The transaction is anticipated to shut in 2023 upon satisfaction of customary closing situations, together with sure governmental approvals. Financial phrases weren’t disclosed. Market hypothesis has been that the deal may very well be value round $2 billion.
“We are proud of the many accomplishments of the Titan team over the course of our partnership. Throughout a particularly unprecedented time, with the pandemic and supply chain constraints, the Titan team has continually executed on its strategy to successfully grow the business, refine its market segments, and expand into new geographic territories,” mentioned Derek Whang, managing director at Carlyle. “Titan is well-positioned to maintain its positive trajectory, and we wish the team continued success in its next phase of growth.”
“From the moment Stellex acquired MHI in 2015, we have partnered with management to capitalize on changing market dynamics to build a stronger company to further serve customers with quality and reliability,” mentioned David Waxman, managing director, Stellex. “The result of our investment focus was the combination of MHI with Vigor and the formation in 2019 of Titan, now a bi-coastal leader in critical ship repair services, and commercial and defense-related fabrication services. It was an incredible experience working closely with the talented Titan team, and we look forward to seeing the company continue to prosper.”
“We are grateful to Carlyle and Stellex for enabling the strategic investments made over the past several years, which include the acquisition of CMSD, the repurchase of critical assets, and investments in technologies and equipment aimed at improving our service offerings,” mentioned Titan CEO Jim Marcotuli. “Titan and its working corporations will stay rooted in current values and centered on priorities of security, compliance, high quality, buyer and aggressive. Under new possession, we’ll deal with sustaining enhancements made, figuring out further areas of enchancment, and alternatives for future development. Valued clients will proceed to see Titan working corporations ship prime quality service in the whole lot we do.

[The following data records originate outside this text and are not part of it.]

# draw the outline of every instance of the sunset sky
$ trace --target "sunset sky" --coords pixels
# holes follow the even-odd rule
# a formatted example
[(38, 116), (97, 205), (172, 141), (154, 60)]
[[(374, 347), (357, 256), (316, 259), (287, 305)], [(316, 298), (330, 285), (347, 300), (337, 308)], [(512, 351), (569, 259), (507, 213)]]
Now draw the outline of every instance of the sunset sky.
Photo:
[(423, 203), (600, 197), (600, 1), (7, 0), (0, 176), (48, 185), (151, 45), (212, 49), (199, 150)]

“We see this transaction with Lone Star, when completed, as the next step in our evolution, representing a belief on their part that Titan entities are on a steady and positive path to sustainable growth.”

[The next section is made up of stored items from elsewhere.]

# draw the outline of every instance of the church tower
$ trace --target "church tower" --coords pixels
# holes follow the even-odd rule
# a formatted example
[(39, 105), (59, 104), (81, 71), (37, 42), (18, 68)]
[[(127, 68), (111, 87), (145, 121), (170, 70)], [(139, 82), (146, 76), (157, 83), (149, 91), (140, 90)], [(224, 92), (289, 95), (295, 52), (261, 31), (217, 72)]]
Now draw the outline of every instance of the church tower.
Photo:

Jim Marcotuli will proceed in his present function as Titan CEO, and different firm management is anticipated to stay intact.
Dallas-headquartered Lone Star, based by John Grayken, is a number one personal fairness agency advising funds that make investments globally in actual property, fairness, credit score, and different monetary belongings. Since the institution of its first fund in 1995, Lone Star has organized 22 personal fairness funds with combination capital commitments totaling roughly $86 billion.